En ese enclave pirenaico, en Ordesa, es uno de los lugares donde reside una "población numerosa y boyante" de marmotas. Se puede comprobar en un paseo por sus parajes, ya sea al divisarlas o a través de sus reconocibles silbidos ante cualquier amenaza, previenen mediante "códigos sencillos que avisan del peligro".

"Habitó el Pirineo, pero desapareció de allí hace 10.000 años"
Marmotas, seis meses hibernando
Una marmota, en una imagen de archivo.
Benone Coteanu

Esta especie vivió en Aragón hace millones de años, sin embargo, terminó desapareciendo. "Habitó el Pirineo, pero desapareció de allí hace 10.000 años, en el Pleistoceno, en una fase interglaciar cálida", se desvela en 'La fauna invasora en Aragón', del Gobierno de Aragón. Ejemplares de marmota persistieron en los Alpes occidentales y en los montes Tatra, entre Polonia y Eslovaquia.

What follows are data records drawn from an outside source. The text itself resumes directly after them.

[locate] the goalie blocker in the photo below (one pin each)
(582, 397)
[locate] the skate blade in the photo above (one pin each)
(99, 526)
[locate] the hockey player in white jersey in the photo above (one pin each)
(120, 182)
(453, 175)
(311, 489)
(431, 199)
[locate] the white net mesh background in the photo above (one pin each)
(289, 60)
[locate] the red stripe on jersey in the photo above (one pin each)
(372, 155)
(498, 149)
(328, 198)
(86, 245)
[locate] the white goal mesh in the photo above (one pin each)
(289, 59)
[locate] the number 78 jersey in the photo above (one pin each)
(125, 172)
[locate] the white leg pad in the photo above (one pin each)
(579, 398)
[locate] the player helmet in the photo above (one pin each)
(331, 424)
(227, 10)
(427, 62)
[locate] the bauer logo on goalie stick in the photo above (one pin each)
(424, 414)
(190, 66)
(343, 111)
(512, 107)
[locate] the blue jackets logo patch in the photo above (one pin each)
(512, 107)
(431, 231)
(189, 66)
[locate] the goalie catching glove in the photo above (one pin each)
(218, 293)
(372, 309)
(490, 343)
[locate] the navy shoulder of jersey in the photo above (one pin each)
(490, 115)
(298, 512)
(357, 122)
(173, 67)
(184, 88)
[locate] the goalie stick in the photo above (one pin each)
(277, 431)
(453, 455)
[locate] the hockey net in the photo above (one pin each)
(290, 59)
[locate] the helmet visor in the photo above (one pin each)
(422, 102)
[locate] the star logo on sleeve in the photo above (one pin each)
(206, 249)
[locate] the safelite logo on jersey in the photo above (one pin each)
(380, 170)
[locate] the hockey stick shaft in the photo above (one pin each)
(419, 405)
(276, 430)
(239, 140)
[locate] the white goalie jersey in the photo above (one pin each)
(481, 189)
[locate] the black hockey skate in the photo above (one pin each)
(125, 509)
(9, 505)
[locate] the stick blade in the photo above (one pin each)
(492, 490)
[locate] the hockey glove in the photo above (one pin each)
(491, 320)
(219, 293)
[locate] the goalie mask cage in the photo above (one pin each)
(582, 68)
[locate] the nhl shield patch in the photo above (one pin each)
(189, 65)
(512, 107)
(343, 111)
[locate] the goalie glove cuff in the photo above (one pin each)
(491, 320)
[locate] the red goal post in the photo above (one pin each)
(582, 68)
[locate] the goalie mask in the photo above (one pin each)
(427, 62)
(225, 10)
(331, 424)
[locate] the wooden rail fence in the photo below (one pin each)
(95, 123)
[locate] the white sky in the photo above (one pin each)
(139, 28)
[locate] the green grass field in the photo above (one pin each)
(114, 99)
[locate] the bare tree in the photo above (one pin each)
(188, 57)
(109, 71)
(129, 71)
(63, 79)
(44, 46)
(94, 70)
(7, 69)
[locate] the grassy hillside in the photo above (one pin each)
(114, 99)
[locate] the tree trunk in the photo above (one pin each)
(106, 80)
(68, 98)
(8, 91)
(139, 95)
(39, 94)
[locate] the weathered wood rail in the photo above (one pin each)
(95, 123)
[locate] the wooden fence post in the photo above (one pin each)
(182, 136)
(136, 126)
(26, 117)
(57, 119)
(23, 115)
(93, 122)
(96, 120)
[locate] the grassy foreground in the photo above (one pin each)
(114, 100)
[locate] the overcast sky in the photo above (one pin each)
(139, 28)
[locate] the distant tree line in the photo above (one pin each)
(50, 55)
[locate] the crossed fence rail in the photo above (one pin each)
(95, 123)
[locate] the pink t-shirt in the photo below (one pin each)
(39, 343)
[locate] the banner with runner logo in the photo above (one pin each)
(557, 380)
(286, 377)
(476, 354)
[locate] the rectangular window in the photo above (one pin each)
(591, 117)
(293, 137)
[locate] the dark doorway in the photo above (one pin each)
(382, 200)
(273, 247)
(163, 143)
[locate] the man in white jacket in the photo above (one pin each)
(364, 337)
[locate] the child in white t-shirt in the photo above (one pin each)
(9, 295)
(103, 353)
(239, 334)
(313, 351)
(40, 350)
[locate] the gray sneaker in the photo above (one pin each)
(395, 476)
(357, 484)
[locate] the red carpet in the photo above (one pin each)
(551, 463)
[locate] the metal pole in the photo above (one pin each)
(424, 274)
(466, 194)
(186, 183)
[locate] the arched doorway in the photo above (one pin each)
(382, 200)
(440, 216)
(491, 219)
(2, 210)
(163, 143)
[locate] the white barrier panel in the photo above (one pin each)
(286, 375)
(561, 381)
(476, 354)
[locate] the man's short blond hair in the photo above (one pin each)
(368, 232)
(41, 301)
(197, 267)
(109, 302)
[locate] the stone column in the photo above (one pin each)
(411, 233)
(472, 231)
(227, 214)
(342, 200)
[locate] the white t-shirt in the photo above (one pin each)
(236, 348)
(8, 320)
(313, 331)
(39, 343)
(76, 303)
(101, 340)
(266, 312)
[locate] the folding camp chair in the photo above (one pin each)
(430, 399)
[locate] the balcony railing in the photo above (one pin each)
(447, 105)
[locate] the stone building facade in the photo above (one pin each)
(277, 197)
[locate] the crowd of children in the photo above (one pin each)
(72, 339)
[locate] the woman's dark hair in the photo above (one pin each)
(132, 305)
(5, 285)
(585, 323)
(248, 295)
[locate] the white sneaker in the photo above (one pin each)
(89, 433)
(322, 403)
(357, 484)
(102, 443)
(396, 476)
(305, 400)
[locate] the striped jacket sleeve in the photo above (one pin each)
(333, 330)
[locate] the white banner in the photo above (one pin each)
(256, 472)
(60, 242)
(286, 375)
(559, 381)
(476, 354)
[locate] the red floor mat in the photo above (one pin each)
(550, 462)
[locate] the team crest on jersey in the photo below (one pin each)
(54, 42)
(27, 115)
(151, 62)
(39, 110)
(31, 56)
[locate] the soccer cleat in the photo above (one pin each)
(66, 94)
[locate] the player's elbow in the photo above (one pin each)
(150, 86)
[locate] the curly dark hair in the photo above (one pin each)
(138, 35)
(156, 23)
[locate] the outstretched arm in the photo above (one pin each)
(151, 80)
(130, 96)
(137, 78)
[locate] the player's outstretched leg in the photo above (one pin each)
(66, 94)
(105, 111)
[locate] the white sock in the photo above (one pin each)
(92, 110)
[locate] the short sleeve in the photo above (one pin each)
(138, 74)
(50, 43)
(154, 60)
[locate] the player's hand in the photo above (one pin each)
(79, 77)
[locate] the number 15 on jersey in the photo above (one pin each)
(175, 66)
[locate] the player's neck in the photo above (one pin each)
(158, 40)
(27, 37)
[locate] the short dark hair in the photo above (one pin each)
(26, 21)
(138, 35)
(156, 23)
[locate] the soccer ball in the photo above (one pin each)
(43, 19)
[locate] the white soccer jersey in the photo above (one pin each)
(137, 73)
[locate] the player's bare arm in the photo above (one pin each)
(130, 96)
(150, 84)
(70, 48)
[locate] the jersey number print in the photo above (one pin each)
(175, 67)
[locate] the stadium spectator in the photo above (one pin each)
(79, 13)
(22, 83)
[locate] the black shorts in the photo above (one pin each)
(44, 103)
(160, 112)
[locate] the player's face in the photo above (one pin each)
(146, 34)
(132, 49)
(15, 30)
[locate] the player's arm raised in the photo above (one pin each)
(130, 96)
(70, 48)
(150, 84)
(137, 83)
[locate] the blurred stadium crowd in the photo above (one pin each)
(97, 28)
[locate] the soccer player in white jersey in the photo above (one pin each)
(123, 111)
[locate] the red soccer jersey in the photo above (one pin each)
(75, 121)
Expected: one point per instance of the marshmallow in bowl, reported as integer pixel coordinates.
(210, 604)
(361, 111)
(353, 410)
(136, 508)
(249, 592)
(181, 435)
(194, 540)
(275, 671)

A finales de la década de los cuarenta del pasado siglo fueron reintroducidas en los Pirineos por la vertiente francesa por ser presa habitual de otras especies, como águilas reales o zorros. "En 1948 y años posteriores fue introducida en el Pirineo Francés a partir de ejemplares procedentes de los Alpes. Las introducciones se realizaron tanto por particulares como por las instituciones francesas, con el objetivo o justificación de disminuir la presión de depredación del águila real sobre el sarrio y posteriormente para favorecer fuentes alternativas de alimento al oso pardo", se apunta en la publicación sobre fauna invasora.

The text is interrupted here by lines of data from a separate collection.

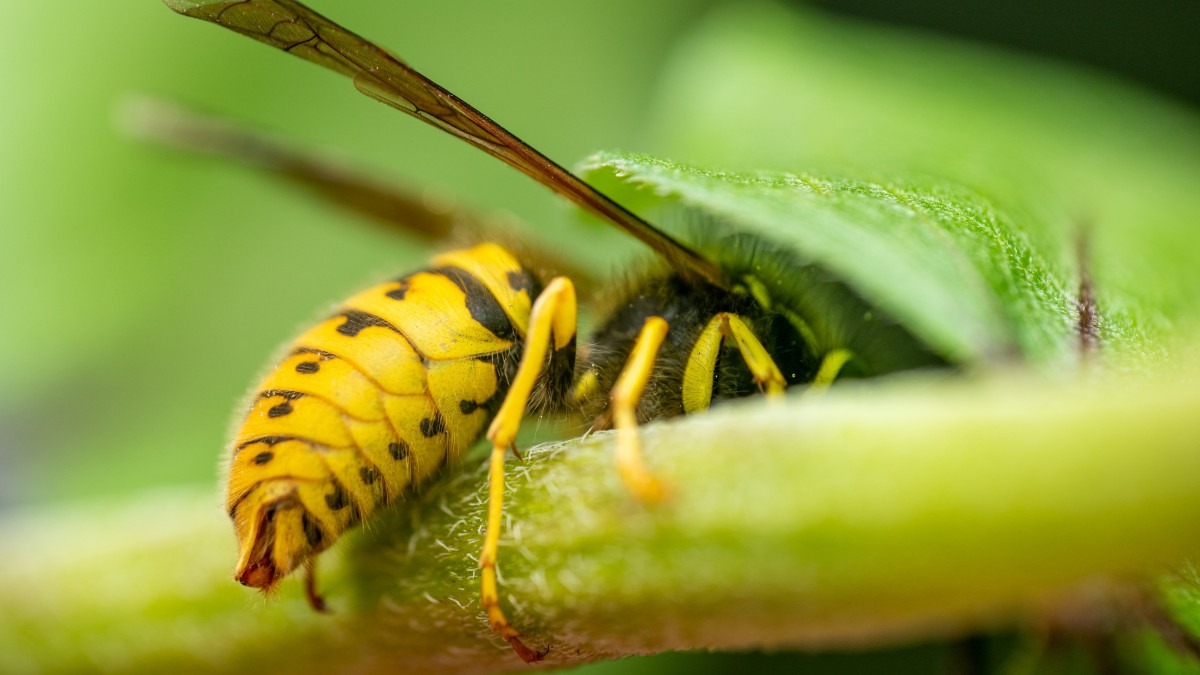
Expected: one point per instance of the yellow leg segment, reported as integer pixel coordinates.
(831, 365)
(553, 317)
(697, 380)
(624, 398)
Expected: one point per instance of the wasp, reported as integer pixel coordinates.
(407, 375)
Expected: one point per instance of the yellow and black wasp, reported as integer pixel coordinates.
(407, 375)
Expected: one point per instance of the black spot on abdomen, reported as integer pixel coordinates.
(400, 291)
(435, 425)
(520, 281)
(480, 303)
(357, 321)
(312, 531)
(336, 500)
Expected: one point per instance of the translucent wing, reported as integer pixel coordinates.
(358, 191)
(298, 30)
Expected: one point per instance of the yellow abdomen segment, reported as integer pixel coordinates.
(372, 401)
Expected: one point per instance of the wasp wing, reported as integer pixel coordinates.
(299, 30)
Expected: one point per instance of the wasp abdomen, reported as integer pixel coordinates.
(372, 401)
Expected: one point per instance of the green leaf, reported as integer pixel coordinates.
(933, 256)
(1057, 149)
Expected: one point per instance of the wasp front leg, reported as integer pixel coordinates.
(551, 321)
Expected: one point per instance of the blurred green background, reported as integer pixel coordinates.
(144, 290)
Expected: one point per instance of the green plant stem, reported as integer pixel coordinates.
(907, 509)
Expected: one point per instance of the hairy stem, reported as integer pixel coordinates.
(910, 509)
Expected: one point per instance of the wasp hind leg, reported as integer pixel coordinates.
(627, 392)
(553, 318)
(701, 369)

Dos décadas más tarde, sus patas comenzaron a dejar huella en tierras aragonesas. "A partir de 1968 los primeros ejemplares empezaron a verse en las montañas oscenses, y en la actualidad es el roedor de mayor tamaño en Aragón", se señala en la misma obra. Desde entonces, se ha establecido como parte de la fauna local, ya que en las praderías cercanas a los roquedos de los puertos pirenaicos han encontraron un "hábitat favorable", donde ponen la nota de movimiento entre las cotas de 1.700 y 2.500 metros.

Marmotas, seis meses hibernando
Marmotas, en imagen de archivo.
Benone Coteanu

En el norte de Aragón excavan sus madrigueras y también establecen su morada en cavidades de las rocas, donde hibernar, de esta manera, "evita los periodos glaciales y los fenómenos adversos", explican en 'Mamíferos del Parque Nacional de Ordesa y Monte Perdido', así se han adaptado al medio. La profundidad de los suelos de Cuello Arenas o los Llanos de Millaris favorece su adaptación. En los casi seis meses que aguardan en sus cados, "bajan su temperatura corporal hasta unos 5 o 6 ºC y la frecuencia cardiaca a unos seis latidos por minuto", se añade en la publicación de la DPH, donde se añade que esa forma de vida acarrea un coste: "Supone la primera causa de mortalidad en la especie, sobre todo en individuos jóvenes poco experimentados".

Su relación en el medio

En los manuales de fauna se establece que su alimentación "se basa en herbáceas y bulbos que consumen con avidez, sin depredar sobre huevos de aves o vertebrados, como pueden hacer otros roedores", detallan en 'Mamíferos del Parque Nacional de Ordesa y Monte Perdido'. Por su carácter colonial, genera presión herbívora, "pudiendo competir localmente con el ganado, las perdices pardillas o nivales". En 1997 preocupó a los cazadores y ganaderos por las consecuencias ecológicas en las explotaciones agrícolas y en los prados de altura que ocupaban los rebaños.